Molecular mechanism of the selectivity between BAFF/APRIL and their receptors by molecular simulations

Abstract

B-cell activating factor (BAFF) and a proliferation-inducing ligand (APRIL) belonging to the tumour necrosis factor (TNF) ligand family can bind three unusual TNF receptors (BCMA, TACI and BR3) with various binding affinities. BAFF and APRIL are regarded as promising therapeutic targets for autoimmune diseases because of their pivotal roles in cell survival and immune regulation. In this work, we carried out molecular dynamics calculations to explore the structural and chemical features responsible for ligand recognition by extracellular functional segments of TNF receptors. We found that the conserved pocket Dcons of BAFF/APRIL contacted the DxL motif of TNF receptors, while the Dspe1–3 sub-domains were responsible for their different affinities, especially Dspe1 and Dspe2. The residues at position II–V of DxL motif were wrapped into the Dcons pocket via salt-bridge and hydrophobic interactions.
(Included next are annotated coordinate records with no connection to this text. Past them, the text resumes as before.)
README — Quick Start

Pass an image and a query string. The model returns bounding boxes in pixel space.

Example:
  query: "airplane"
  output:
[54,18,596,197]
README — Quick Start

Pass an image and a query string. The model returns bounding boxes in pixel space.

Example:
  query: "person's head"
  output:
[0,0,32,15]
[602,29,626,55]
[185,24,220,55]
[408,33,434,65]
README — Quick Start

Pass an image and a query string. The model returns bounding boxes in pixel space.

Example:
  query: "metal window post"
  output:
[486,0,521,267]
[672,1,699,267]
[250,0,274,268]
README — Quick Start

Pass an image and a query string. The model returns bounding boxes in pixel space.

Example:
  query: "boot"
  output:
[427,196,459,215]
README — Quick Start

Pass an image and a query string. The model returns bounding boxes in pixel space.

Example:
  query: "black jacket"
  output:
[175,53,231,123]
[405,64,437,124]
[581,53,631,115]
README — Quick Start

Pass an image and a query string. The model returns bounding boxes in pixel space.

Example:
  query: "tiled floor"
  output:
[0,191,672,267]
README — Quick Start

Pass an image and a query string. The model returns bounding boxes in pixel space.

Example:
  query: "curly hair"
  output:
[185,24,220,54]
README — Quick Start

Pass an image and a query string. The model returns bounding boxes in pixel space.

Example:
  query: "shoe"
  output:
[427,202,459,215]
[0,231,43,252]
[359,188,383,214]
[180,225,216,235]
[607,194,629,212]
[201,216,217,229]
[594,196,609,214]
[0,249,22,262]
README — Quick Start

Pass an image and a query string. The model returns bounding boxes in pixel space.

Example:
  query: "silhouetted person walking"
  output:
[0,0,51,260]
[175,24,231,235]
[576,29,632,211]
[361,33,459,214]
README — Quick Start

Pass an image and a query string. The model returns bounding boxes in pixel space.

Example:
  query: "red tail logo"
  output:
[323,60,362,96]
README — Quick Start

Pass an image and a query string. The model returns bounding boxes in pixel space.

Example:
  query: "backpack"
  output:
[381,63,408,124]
The hydrophobic residues of strand3 and helix1 in TNF receptors provided remarkable contributions for the affinities to BAFF/APRIL. Additionally, ArgVI of DxL motif played a key role in the binding selectivity via salt-bridge interaction with residue D275B in BAFF. Arg27 in BCMA contributed to the high affinity for APRIL so that BCMA showed a preference for APRIL. Our studies indicated that Arg84 and Gln95 in TACI2 played an important role in the selectivity of two cysteine-rich domain segments in TACI, leading to the higher binding affinities of TACI2 than those of TACI1. The primary cause of the disability to bind APRIL was the space conflict with the rigid conformation of the C-terminus coil of BR3. These thorough understanding of the molecular mechanism for BAFF/APRIL recognition by their receptors provides new insights for guiding inhibitor design.